William Vogt
William Vogt | |
---|---|
Born | |
Died | 11 July 1968 | (aged 66)
Nationality | United States of America |
Occupation(s) | Zoologist, ornithologist and environmentalist |
William Vogt (15 May 1902 – 11 July 1968) was an ecologist and ornithologist, with a strong interest in both the carrying capacity and population control. He was the author of best-seller Road to Survival (1948), National Director of the Planned Parenthood Federation of America and secretary of the Conservation Foundation.
Biography
William Vogt was born in Mineola, New York. After graduating with honors in 1925 from St. Stephens (now Bard) College, he was, among other things, an early opponent of marshland drainage for mosquito control and later assumed a series of positions that gave him the opportunity to further pursue his interests in birds and the environment.
Road to Survival
In 1942, he was made Associate Director of the Division of Science and Education of the Office of the Coordinator in Inter-American Affairs. Later he served as Chief of the Conservation Section of the Pan American Union, through which he was given the opportunity to study the relationship between climate, population and resources in various Latin American countries. These experiences formed the background to the perspective he later elaborated on in his Road to Survival (1948), a book motivated by his strong belief that then-current trends in fertility and economic growth were rapidly destroying the environment and undermining the quality of life of future generations. Vogt’s most significant contribution was to link environmental and perceived overpopulation problems, warning in no uncertain terms that current trends would deliver future wars, hunger, disease and civilizational collapse.

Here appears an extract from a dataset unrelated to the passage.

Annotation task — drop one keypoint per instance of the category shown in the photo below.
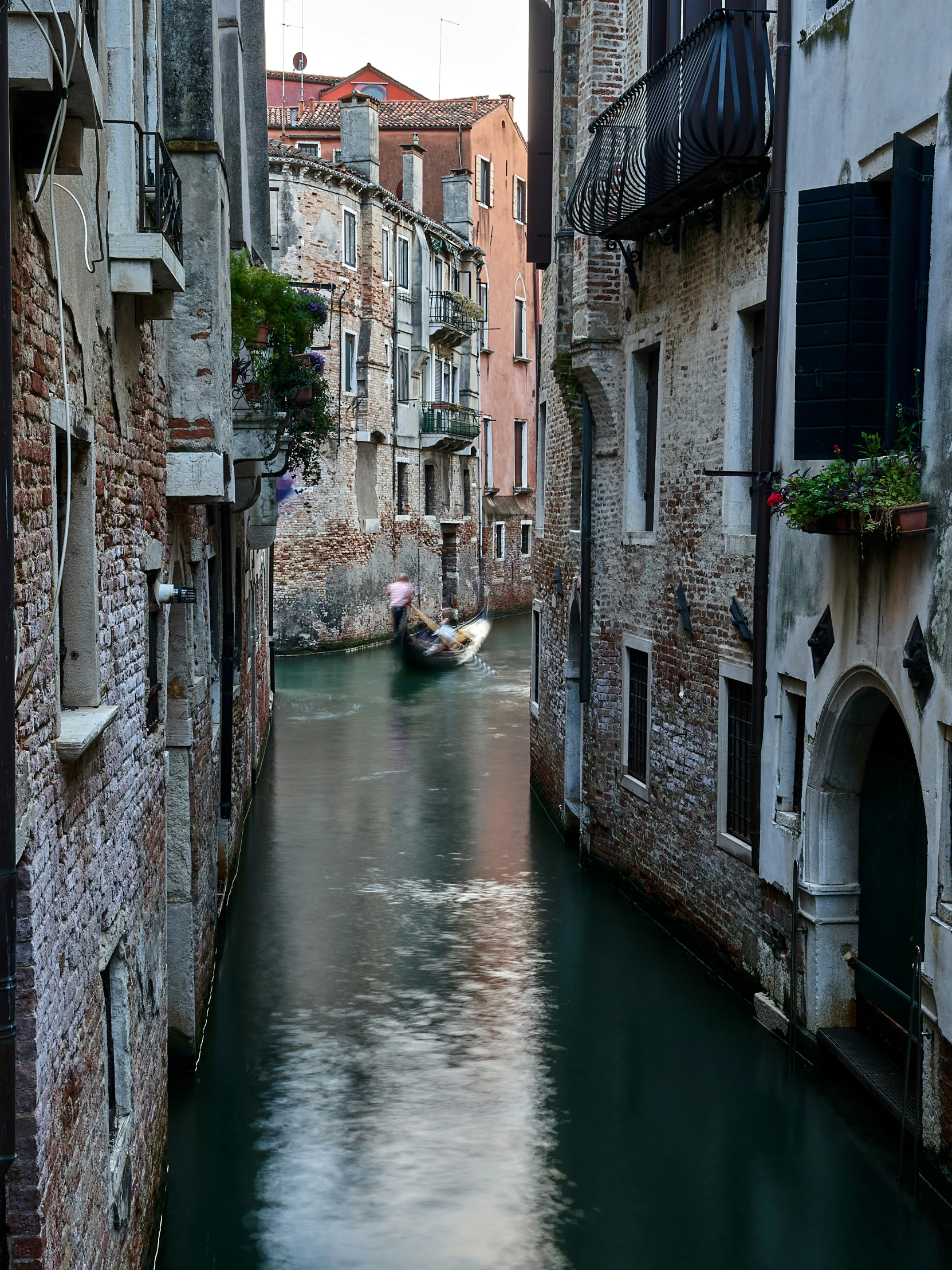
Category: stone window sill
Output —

Road to Survival was an influential best seller. It had a big impact on a Malthusian revival in the 1950s and 60s. After its publication he dedicated many activities to the cause of overpopulation. From 1951 to 1962, he served as a National Director of the Planned Parenthood Federation of America. In 1964, he became the Secretary of the Conservation Foundation. He served as a representative of the International Union for the Conservation of Nature and Natural Resources to the United Nations until his death. "Upon his death on 11 July 1968, he was remembered for the provocative questions he had dared to ask and for tackling a subject matter that remained shrouded in controversy."[1]
Legacy
According to Charles C. Mann, "Vogt...laid out the basic ideas for the modern environmental movement. In particular, he founded what the Hampshire College population researcher Betsy Hartmann has called 'apocalyptic environmentalism'—the belief that unless humankind drastically reduces consumption and limits population, it will ravage global ecosystems. In best-selling books and powerful speeches, Vogt argued that affluence is not our greatest achievement but our biggest problem. If we continue taking more than the Earth can give, he said, the unavoidable result will be devastation on a global scale. Cut back! Cut back! was his mantra."[2]
Honors
In 1948, he was awarded the Mary Soper Pope Memorial Award in botany.[3]
References
- ^ Pierre Desrochers; Christine Hoffbauer (2009). "The Post War Intellectual Roots of the Population Bomb" (PDF). The Electronic Journal of Sustainable Development. 1 (3): 73–97. Retrieved 2010-02-01.
- ^ Mann, Charles C (March 2018). "Can Planet Earth Feed 10 Billion People?". The Atlantic (Web version). Retrieved 26 January 2018.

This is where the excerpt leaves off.